Kur'an-ı Kerim ve Türkçe Meali Sayfa 258
19. Allah'ın gökleri ve yeri hak ile yarattığını görmüyor musun? Dilerse sizi giderip yok eder ve (yerinize) yeni bir halk (topluluk) getirir.
20. Bu, Allah'a göre güç değildir.
21. Onların tümü (kıyamette) Allah'ın önüne çıkarlar.
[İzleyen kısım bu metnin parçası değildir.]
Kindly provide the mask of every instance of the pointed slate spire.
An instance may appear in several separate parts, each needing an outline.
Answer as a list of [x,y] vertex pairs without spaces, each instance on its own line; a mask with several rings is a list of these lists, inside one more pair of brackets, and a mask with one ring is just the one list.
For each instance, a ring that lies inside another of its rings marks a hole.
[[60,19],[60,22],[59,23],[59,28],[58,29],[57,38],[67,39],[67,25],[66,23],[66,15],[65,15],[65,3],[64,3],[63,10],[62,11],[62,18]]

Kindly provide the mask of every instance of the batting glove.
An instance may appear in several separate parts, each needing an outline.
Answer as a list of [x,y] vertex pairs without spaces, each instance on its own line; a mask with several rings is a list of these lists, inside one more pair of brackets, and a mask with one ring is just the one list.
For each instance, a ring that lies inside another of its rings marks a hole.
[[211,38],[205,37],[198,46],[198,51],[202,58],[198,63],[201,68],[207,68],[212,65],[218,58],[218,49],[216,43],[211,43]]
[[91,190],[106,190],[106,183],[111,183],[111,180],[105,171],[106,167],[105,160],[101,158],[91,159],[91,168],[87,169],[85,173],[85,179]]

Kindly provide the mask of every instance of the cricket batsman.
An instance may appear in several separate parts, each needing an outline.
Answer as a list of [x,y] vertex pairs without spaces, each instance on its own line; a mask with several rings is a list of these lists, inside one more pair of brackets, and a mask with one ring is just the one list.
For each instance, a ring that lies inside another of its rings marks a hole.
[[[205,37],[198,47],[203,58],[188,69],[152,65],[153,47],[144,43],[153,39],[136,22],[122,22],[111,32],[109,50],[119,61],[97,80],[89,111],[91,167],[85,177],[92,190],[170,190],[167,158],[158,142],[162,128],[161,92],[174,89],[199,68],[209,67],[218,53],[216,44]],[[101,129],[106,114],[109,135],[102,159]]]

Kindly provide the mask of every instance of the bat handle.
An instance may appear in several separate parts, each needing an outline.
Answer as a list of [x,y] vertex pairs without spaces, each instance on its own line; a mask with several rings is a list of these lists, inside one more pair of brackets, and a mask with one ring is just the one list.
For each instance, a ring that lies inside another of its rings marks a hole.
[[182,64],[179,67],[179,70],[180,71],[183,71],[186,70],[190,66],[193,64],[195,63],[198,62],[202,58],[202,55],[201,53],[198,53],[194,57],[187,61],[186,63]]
Zayıf bırakılmışlar, büyüklük taslayanlara der ki: “Şüphesiz biz size tâbi idik; şimdi siz, bizden Allah'ın azabından herhangi bir şeyi savabilir misiniz?” Derler ki: “Eğer Allah bize hidayet etseydi, biz de sizleri hidayete eriştirirdik. Şimdi yakınsak da sabretsek de fark etmez, bizim için kaçacak hiç bir yer yoktur.”
22. İş hükme bağlanıp bitince şeytan der ki: “Doğrusu Allah, size gerçek olan sözü vaat etti, ben de size vaatte bulundum, ama size sözümden caydım. Benim size karşı zorlayıcı bir gücüm yoktu; yalnızca sizi çağırdım, siz de bana icabet ettiniz. Öyleyse beni kınamayın, siz kendinizi kınayın. Ben sizi kurtarıcı değilim, siz de beni kurtarıcı değilsiniz. Doğrusu daha önce beni ortak koşmanızı da tanımamıştım. Şüphesiz zalimlere acıklı bir azap vardır.”
23. İman edip salih amellerde bulunanlar, Rablerinin izniyle altından ırmaklar akan, içinde temelli kalıcılar oldukları cennetlere sokulurlar. Orda birbirlerine olan dirlik temennileri selamdır (esenliktir).
24. Görmedin mi ki Allah nasıl bir örnek vermektedir; güzel bir söz kökü sabit, dalı ise gökte olan temiz bir ağaç gibidir.